The authors report a comparative retrospective study of 124 end-to-side portal anastomoses and 63 side-to-side anastomoses. The influence of a certain number of clinical and pathological factors on mortality and immediate and long-term survival, were statistically verified. The quality of the functional result result was analysed in each group of operated patients. Comparison of the results of trunkular anastomoses with or without interruption of the portal vein, showed both as regards, post-operative and late mortality, that the functional results were definitely in favor of end-to-side anastomosis. Thus side-to-side anastomoses gave 40,4 p. 100 of good results and 59,6 average or poor results, as against 60 p. 100 gave rise to portal systemic encephalopathy in 17 p. 100 of cases as against 35 p. 100 in the case of the side-to-side anastomosis. Only the sub-group of operated patients with hepatic vein thrombosis seemed to benefit from side-to-side anastomosis.
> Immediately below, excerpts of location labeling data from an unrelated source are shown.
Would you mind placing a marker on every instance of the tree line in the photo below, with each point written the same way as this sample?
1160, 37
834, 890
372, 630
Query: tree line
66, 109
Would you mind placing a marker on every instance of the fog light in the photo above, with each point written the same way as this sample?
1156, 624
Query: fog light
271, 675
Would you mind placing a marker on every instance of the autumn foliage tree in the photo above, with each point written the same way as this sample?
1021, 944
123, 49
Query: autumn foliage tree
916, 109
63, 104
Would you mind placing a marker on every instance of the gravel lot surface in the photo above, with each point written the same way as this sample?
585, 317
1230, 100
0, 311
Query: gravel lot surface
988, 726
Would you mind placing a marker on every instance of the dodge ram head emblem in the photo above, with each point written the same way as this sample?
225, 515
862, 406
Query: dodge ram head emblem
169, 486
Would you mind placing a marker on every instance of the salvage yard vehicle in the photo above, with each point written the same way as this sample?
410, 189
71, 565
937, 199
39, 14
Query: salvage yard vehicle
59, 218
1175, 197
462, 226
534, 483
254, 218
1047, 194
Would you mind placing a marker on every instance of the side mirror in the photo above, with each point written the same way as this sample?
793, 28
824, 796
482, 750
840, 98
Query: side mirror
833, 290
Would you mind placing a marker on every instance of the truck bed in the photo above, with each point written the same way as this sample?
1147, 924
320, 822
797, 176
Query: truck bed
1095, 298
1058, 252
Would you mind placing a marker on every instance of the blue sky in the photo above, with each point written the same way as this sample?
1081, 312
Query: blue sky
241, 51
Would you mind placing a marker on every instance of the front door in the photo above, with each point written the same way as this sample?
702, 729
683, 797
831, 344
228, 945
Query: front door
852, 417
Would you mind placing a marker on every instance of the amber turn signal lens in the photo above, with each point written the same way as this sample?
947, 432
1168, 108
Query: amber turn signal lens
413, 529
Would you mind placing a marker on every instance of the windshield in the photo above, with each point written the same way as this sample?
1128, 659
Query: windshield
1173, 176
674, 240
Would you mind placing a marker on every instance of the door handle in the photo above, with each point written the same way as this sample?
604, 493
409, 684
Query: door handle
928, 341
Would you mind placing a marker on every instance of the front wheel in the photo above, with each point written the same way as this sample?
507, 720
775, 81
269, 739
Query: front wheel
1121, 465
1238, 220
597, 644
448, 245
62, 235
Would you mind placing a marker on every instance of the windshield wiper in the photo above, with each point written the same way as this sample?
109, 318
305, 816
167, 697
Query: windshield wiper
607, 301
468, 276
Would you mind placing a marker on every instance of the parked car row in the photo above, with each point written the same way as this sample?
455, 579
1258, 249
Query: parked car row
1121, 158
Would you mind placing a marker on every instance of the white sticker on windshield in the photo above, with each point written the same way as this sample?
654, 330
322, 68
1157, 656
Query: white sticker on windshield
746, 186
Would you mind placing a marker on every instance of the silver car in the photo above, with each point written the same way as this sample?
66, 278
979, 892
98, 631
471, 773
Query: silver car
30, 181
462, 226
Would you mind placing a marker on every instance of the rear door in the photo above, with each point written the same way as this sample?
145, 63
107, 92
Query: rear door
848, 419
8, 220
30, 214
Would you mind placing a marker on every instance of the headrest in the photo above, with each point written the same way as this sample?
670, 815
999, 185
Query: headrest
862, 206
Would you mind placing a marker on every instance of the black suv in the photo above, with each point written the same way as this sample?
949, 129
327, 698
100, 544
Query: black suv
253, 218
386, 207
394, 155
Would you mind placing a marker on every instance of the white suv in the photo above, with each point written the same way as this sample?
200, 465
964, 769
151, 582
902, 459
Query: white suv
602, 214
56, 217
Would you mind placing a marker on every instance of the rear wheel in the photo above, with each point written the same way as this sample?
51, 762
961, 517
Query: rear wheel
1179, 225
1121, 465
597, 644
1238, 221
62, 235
作者报告了一项对124例端侧门静脉吻合术和63例侧侧吻合术的比较性回顾性研究。对一定数量的临床和病理因素对死亡率以及近期和长期生存率的影响进行了统计学验证。对每组手术患者的功能结果质量进行了分析。对门静脉中断或未中断的主干吻合术结果进行比较,结果显示,无论是术后死亡率还是晚期死亡率,功能结果都明显有利于端侧吻合术。因此,侧侧吻合术有40.4%的患者效果良好,59.6%的患者效果一般或较差,而端侧吻合术有60%的患者效果良好,17%的患者发生门体性脑病,侧侧吻合术的这一比例为35%。只有肝静脉血栓形成的手术患者亚组似乎从侧侧吻合术中获益。